Per quanto gli anni del berlusconismo e della comunicazione asservita al mercato abbiano quasi completamente eliminato dai mezzi di comunicazione di massa una visione lucida e critica dei cambiamenti che avvengono nella società civile, la scuola rimane il luogo privilegiato per un'educazione alla destrutturazione di essenzialismi e stereotipi. Essa si pone come luogo vivo di confronto tra corpi in crescita, segnati dalla differenza, di genere ma non solo, che possano mettere in essere modalità di relazione e di comunicazione non violenta.

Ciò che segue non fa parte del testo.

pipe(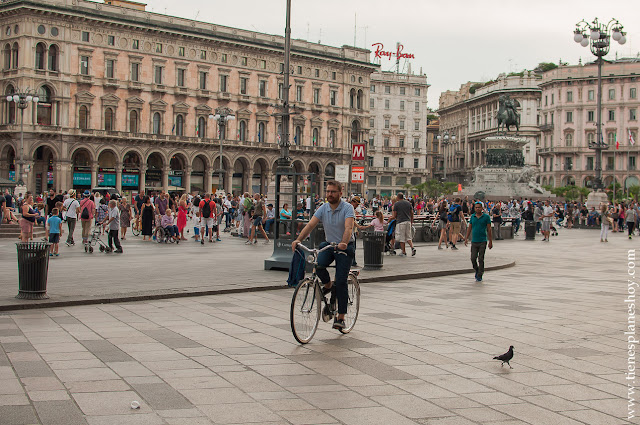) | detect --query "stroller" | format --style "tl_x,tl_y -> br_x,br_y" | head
84,225 -> 112,254
384,220 -> 396,255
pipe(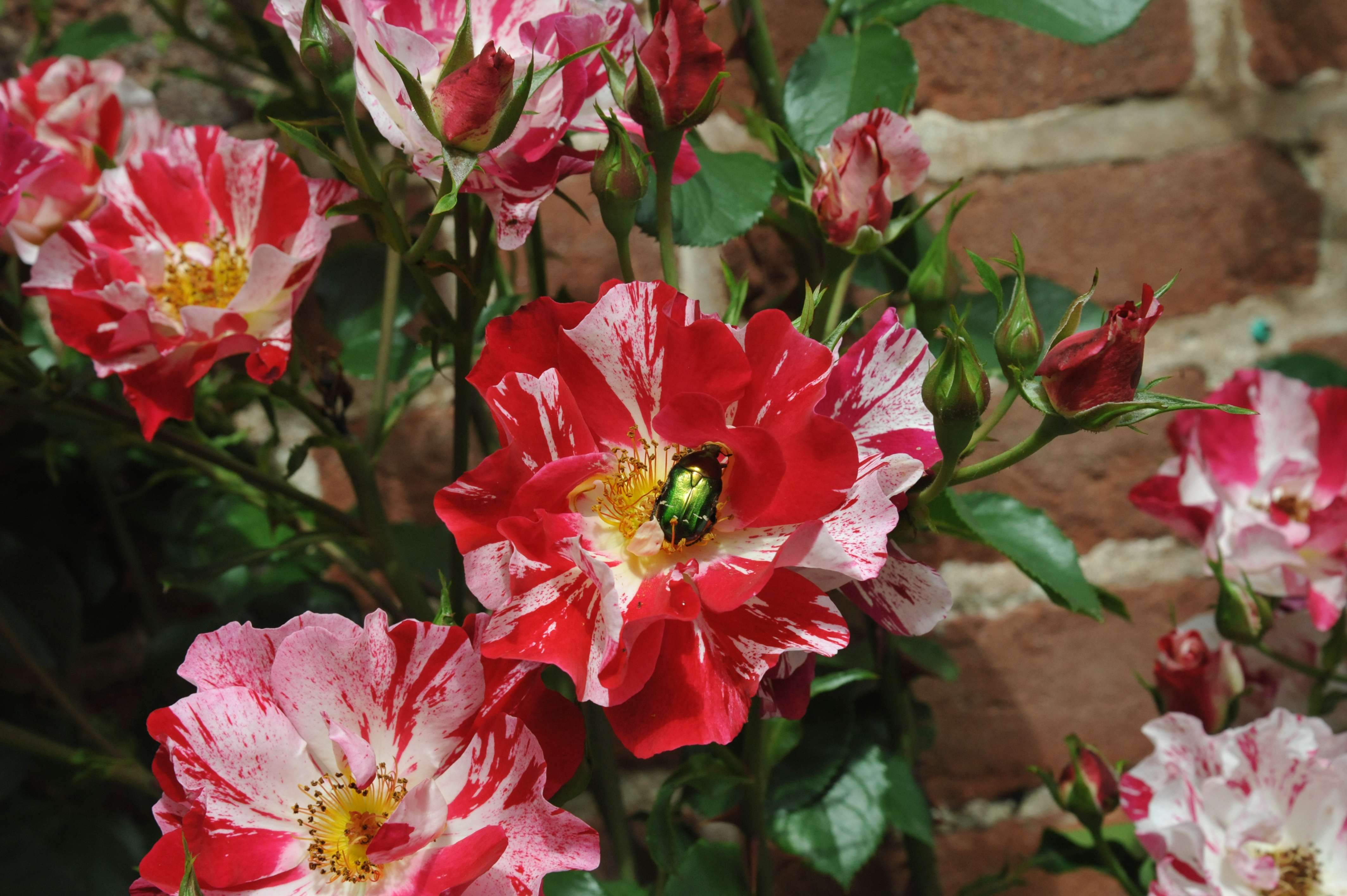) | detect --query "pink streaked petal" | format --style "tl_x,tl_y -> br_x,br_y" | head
439,715 -> 598,893
365,777 -> 448,865
558,283 -> 687,446
484,368 -> 595,472
842,544 -> 954,635
178,613 -> 360,697
327,722 -> 379,788
467,295 -> 594,396
271,610 -> 482,777
606,570 -> 847,759
819,308 -> 940,468
148,687 -> 315,833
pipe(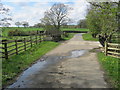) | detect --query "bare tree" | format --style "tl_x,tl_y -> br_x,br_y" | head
41,3 -> 71,30
15,22 -> 21,27
22,21 -> 29,27
0,3 -> 12,27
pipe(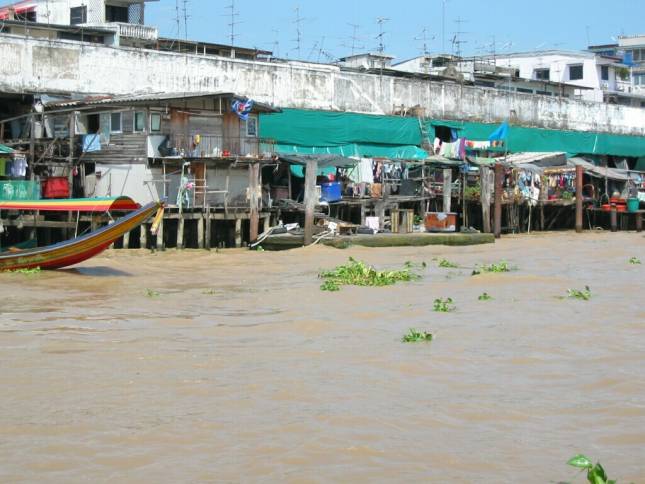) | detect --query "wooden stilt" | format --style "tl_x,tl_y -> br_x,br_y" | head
139,224 -> 148,249
204,208 -> 211,250
157,219 -> 165,250
197,214 -> 204,249
576,165 -> 584,233
249,163 -> 260,242
177,213 -> 184,250
493,163 -> 504,239
479,166 -> 492,234
235,218 -> 242,248
443,168 -> 452,213
304,160 -> 318,245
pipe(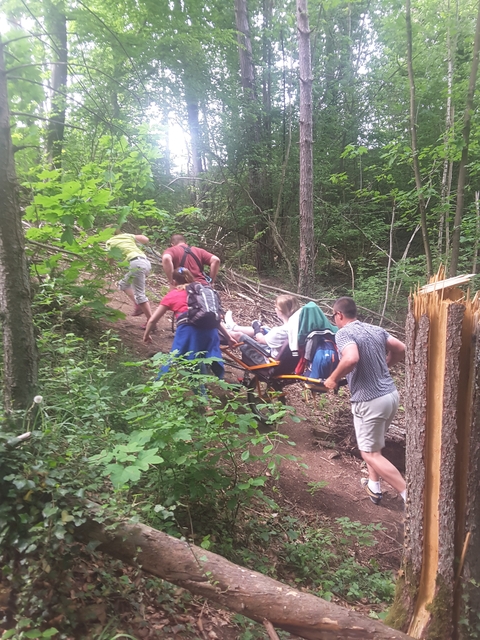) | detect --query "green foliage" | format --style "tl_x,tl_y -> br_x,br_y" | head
280,517 -> 394,603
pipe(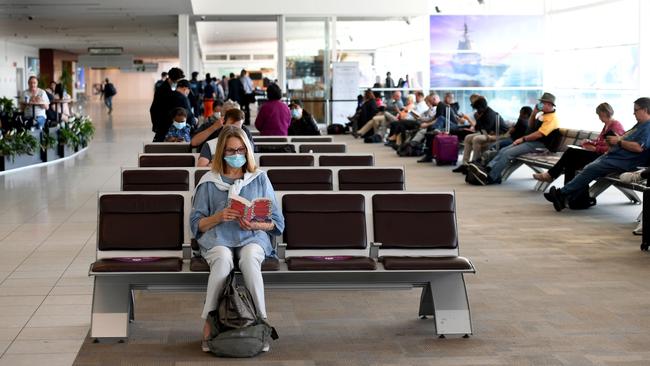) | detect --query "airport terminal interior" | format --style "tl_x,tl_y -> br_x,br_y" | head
0,0 -> 650,366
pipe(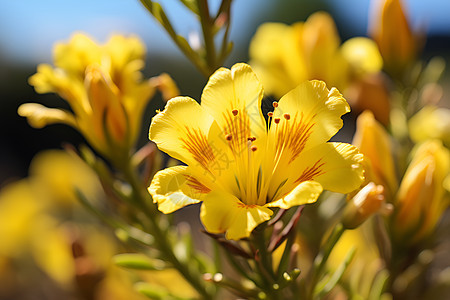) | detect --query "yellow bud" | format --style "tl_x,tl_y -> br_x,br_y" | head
408,105 -> 450,147
342,182 -> 385,229
393,140 -> 450,243
345,73 -> 391,126
353,111 -> 398,202
371,0 -> 418,72
85,65 -> 128,150
150,73 -> 180,101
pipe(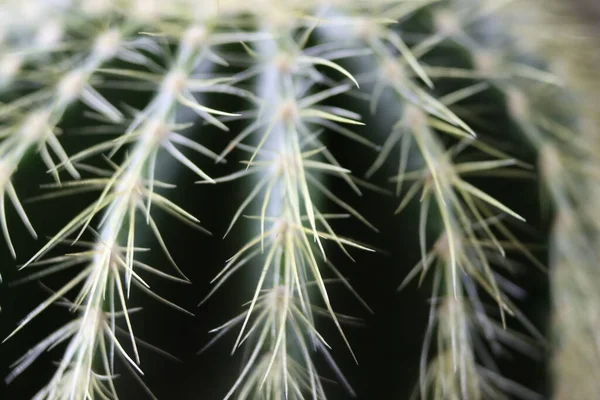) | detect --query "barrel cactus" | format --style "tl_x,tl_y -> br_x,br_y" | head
0,0 -> 600,400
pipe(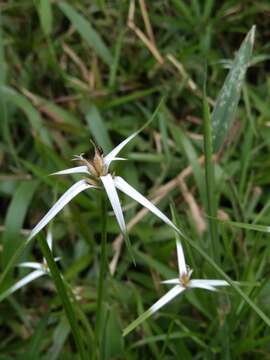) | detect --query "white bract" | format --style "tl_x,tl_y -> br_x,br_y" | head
0,231 -> 60,301
28,126 -> 180,253
123,240 -> 229,336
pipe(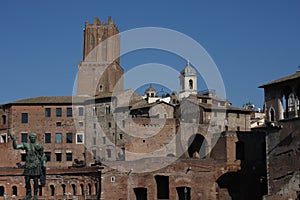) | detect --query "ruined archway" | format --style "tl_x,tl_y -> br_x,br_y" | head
188,133 -> 207,158
216,172 -> 241,200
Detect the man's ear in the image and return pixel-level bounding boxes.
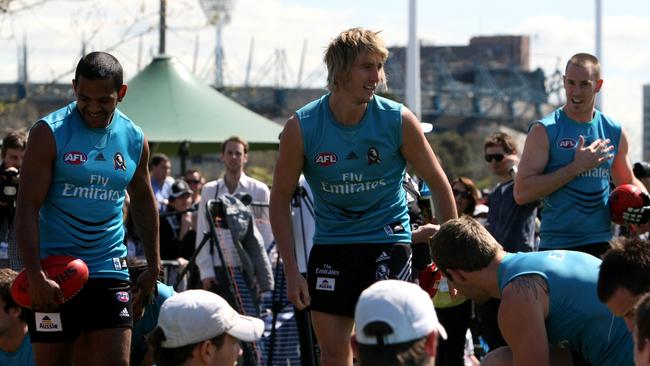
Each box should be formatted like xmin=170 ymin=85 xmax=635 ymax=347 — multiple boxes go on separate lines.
xmin=596 ymin=79 xmax=603 ymax=93
xmin=446 ymin=268 xmax=467 ymax=283
xmin=117 ymin=84 xmax=128 ymax=102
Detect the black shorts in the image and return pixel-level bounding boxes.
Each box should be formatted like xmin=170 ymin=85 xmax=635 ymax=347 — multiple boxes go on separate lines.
xmin=307 ymin=243 xmax=411 ymax=317
xmin=24 ymin=278 xmax=133 ymax=343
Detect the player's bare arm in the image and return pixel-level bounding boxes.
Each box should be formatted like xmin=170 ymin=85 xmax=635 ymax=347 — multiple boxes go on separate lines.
xmin=269 ymin=116 xmax=311 ymax=309
xmin=498 ymin=275 xmax=550 ymax=366
xmin=612 ymin=130 xmax=646 ymax=192
xmin=400 ymin=107 xmax=458 ymax=223
xmin=128 ymin=138 xmax=160 ymax=314
xmin=514 ymin=123 xmax=614 ymax=205
xmin=16 ymin=123 xmax=63 ymax=311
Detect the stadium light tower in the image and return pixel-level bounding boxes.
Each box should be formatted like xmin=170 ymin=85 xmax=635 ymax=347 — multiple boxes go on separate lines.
xmin=201 ymin=0 xmax=235 ymax=88
xmin=405 ymin=0 xmax=422 ymax=118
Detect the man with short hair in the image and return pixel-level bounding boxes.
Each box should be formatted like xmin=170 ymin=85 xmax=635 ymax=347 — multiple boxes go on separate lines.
xmin=598 ymin=237 xmax=650 ymax=331
xmin=0 ymin=268 xmax=34 ymax=366
xmin=352 ymin=280 xmax=447 ymax=366
xmin=196 ymin=136 xmax=273 ymax=295
xmin=151 ymin=290 xmax=264 ymax=366
xmin=504 ymin=53 xmax=650 ymax=257
xmin=16 ymin=52 xmax=160 ymax=366
xmin=149 ymin=153 xmax=174 ymax=212
xmin=633 ymin=294 xmax=650 ymax=366
xmin=431 ymin=217 xmax=632 ymax=366
xmin=0 ymin=131 xmax=27 ymax=271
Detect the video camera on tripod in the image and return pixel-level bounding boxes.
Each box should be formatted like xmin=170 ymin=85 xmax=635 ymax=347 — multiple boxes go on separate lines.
xmin=208 ymin=192 xmax=253 ymax=229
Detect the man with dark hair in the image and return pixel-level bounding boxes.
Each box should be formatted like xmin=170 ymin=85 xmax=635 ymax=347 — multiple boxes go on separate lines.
xmin=16 ymin=52 xmax=160 ymax=365
xmin=149 ymin=153 xmax=174 ymax=212
xmin=196 ymin=136 xmax=273 ymax=295
xmin=0 ymin=131 xmax=27 ymax=271
xmin=514 ymin=53 xmax=650 ymax=257
xmin=633 ymin=294 xmax=650 ymax=366
xmin=352 ymin=280 xmax=447 ymax=366
xmin=271 ymin=28 xmax=456 ymax=366
xmin=150 ymin=290 xmax=264 ymax=366
xmin=598 ymin=237 xmax=650 ymax=331
xmin=431 ymin=217 xmax=632 ymax=366
xmin=0 ymin=268 xmax=34 ymax=366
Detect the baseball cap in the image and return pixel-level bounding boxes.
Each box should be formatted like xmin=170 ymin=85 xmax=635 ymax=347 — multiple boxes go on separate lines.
xmin=158 ymin=290 xmax=264 ymax=348
xmin=169 ymin=179 xmax=194 ymax=198
xmin=420 ymin=122 xmax=433 ymax=133
xmin=354 ymin=280 xmax=447 ymax=345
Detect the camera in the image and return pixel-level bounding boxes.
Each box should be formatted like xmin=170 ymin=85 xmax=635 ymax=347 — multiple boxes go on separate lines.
xmin=632 ymin=161 xmax=650 ymax=178
xmin=208 ymin=192 xmax=253 ymax=229
xmin=0 ymin=168 xmax=20 ymax=203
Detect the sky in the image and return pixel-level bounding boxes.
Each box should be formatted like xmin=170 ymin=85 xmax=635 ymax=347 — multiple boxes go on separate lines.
xmin=0 ymin=0 xmax=650 ymax=161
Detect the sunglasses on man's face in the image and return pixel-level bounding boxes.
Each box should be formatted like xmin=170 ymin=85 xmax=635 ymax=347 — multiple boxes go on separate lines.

Sviluppo di competenze di vita, le life-skills, e progetti formativi su relazioni e sessualità che siano condivisi fra studenti, insegnanti e genitori, come “W l'amore”, finanziato dalla Regione Emilia Romagna (XV Programma Prevenzione e lotta all'AIDS) e sviluppato in collaborazione con l'Università di Bologna e gli Spazi Giovani delle Aziende Sanitarie di Bologna, Forlì, Reggio-Emilia e ora di tutta la regione, sono alla base di una nuova consapevolezza di ragazze e ragazzi verso il rispetto di sé e dell'altro (Marmocchi, Raffuzzi, 2000; Marmocchi, 2012).